次の瞬間、瞼の裏を金の光が走り抜け、現実と幻想の境界が静かに溶けていく。
目を開けると、そこはいつもの宿屋ではなかった。
天井には繊細な装飾が施され、白いカーテンが微風に揺れている。重厚なシャンデリアが柔らかく輝き、足元には深紅の絨毯が広がっていた。
そして、身体を預けていたのは、ふかふかのベッド。それはまさに高級寝具だ。
「うわぁ~、ふかふかで気持ちいい……。やっぱベッドはこうじゃなきゃね。」
思わず頬をすり寄せながら、nullは笑みをこぼす。
「いつかこの世界でも、毎日こんなベッドで眠ってやる。」そう密かに気合を入れ、勢いよく上体を起こした。
足元のカーペットも、ふわりと沈む。部屋の内装は華美すぎず、それでいて整然とした上質さを湛えていた。
どこか非現実的なまでに整った空間。まるで現実の高級ホテルに泊まっている気分だ。
窓の外を覗けば、祭りの賑わいが見下ろせた。
きらびやかな光の粒が通りを流れ、人々の笑い声と音楽が風に乗って届く。ただ眺めているだけでも、胸の奥が自然と弾んだ。

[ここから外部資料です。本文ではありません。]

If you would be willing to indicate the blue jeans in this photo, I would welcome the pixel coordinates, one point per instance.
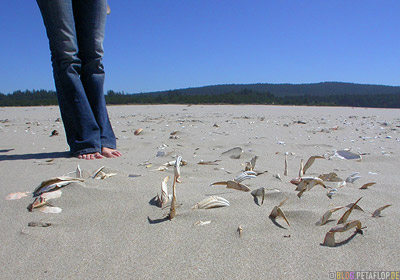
(75, 29)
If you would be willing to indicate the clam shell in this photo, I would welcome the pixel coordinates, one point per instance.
(211, 202)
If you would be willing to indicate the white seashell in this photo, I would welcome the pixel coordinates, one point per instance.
(78, 172)
(259, 192)
(237, 186)
(54, 184)
(285, 172)
(177, 168)
(301, 171)
(97, 172)
(51, 195)
(346, 214)
(329, 239)
(164, 198)
(277, 176)
(245, 176)
(211, 202)
(310, 162)
(17, 195)
(331, 192)
(324, 219)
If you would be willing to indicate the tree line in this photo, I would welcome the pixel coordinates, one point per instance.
(244, 96)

さらに驚いたのは、部屋の構造だった。ベッドルームにリビング、ダイニングキッチン、そしてシャワールームまで完備されている。
「ゲームの中で、ここまでリアルに……?」
nullは思わず感嘆の息を漏らす。
この身体で入浴するという発想自体が新鮮で、その好奇心に負けて、つい湯を張ってみることにした。
備え付けのアメニティを眺めていると、香りの異なる入浴剤がずらりと並んでいた。その中から「Rose & Cherry Blossom」のバスオイルを手に取り、お湯へと静かに注ぐ。
照明を少し落とし、棚に置かれていたキャンドルをいくつか選んで火を灯すと、ゆらめく炎が壁や天井に淡い影を描き、花の香りが空気に溶け部屋を包む。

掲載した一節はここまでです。